第四回世界遺産大学 「日光の社寺 自然と神々」という世界遺産劇場実行委員会と下野新聞社主催のイベントに参加してきた。17日には二荒山神社境内で浅野温子さんによる古事記からの読み語りが夜の幻想的な演出でなされ、続いて歌舞伎「連獅子」奉納があったようだが、私は18日に日光総合会館で行われた彼女の「天の石屋戸」の話の読み語り基調公演と彼女を含め、東照宮奥田権宮司、二荒山神社中麻権宮司、輪王寺鈴木執事総務部長、それに福田富一知事と5人のパネリストと下野新聞黒内論説部門主筆がコーディネーターとなってのパネルディスカッションに出席してきた。パネリスト達がそれぞれの思いを予めまとめてきた原稿を見ながら、理路整然と述べ、全体的に予定通り2時間でまとめあげられたのには洗練された印象を持った。
●浅野さんのキーワードは「語り伝える」で忘れ去ろうとしている古事記の話を7年前からやっていて二荒山神社での公演が60回目にあたるそうである。自然と人間の融合を崇め、古事記のテーマが家族愛であることを強調。日光山の信仰がまさに大自然の中での家族愛であることに気付かされる。
●浅野さんに最初から同行して古事記からシナリオを作成している脚本家阿村礼子さんのキーワードは「ものがたり」で、古事記の中に日本人の原点があると説く。
●福田知事のキーワードは「共生」。過去、現在、未来が共に生きていることを主張。世界遺産の意義を説き、行政の立場から実際の資金は出ないが、修復作業の縁の下の力もち的立場で言葉や文化の違いを乗り越えて感動してもらえるよう、観光基盤の充実を計り、自然と神々が一体化し聖地、すべてが複合した霊地の保存管理に協力していきたいと述べた。
●奥田東照宮権宮司のキーワードは「調和」。神域すべてがパワースポットなので55棟もの社が建てられている。家康の遺言により、彼を神として日光に祭られてから2015年には400年祭りを迎えるため、すでにいろいろなプロジェクトを立てている。彼の言う江戸幕府の安泰は日本の安泰であるという壮大な思いが調和に繋がっているということ。

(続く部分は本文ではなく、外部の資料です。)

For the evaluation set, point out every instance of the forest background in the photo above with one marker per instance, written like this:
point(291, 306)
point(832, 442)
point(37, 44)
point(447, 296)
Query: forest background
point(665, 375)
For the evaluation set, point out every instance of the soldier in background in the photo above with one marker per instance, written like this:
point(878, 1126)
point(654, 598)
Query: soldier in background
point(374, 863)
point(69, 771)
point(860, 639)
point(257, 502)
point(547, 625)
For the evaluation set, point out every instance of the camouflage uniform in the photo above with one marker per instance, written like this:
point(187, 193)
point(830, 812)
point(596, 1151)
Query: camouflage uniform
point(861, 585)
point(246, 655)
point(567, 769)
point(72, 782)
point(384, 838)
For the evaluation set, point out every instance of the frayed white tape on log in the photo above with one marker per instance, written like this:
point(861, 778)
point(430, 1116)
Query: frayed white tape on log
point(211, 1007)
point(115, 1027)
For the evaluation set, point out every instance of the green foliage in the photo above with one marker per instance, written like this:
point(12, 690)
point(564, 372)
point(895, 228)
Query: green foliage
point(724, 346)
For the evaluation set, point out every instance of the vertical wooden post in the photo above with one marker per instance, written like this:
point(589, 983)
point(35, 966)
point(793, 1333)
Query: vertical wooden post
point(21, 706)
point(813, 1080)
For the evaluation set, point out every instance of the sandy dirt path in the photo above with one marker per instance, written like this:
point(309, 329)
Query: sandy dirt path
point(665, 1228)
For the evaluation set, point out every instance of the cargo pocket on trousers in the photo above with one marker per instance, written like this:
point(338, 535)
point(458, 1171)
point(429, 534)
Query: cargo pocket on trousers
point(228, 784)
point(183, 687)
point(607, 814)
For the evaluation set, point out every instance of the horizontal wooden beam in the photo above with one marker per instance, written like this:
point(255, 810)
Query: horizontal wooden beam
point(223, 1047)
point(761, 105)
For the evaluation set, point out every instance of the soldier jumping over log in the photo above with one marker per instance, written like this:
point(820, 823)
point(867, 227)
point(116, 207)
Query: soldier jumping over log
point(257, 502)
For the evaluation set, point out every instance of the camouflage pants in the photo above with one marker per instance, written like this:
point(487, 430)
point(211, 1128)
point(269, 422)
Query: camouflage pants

●中麻二荒山権宮司のキーワードは「感謝」。大自然の恵みと神々の存在。そして先人の真心と知恵に感謝である。(安土桃山時代の30年間は空白であったという)男体山を開山して以来の宝物がしっかり保存されていて、信仰の変遷がよくわかる。
●鈴木輪王寺執事のキーワードは「今」でこの瞬間がすべてであるということ。全てのものに価値があり、それらを大事に一日一日を生活することと捉えるべき。二社一寺などと言うべきではなく、むしろ日光山として全体的に日光信仰と理解すべきである。神仏集合、複数の神々の信仰であり、神と仏の調和の中での人々の生活の営みが世界遺産として認められたのだと思う。無数の人々の生活が背景にあるということ。(ピラミッドや万里の長城と異なる点)鈴木執事は大変ユーモアな語り口で、親しみやすさを感じさせられた。さらに今やるべきこと、それは布教活動である。信仰心がなければこの世界遺産は無くなってしまうから。
改めて日光信仰のテーマを考える良い機会となった。

19日には東照宮五重塔前での「結界譚」地鳴りする上妻の三味に麿赤児が異形の群舞を繰り広げる大公演を観劇することになっている。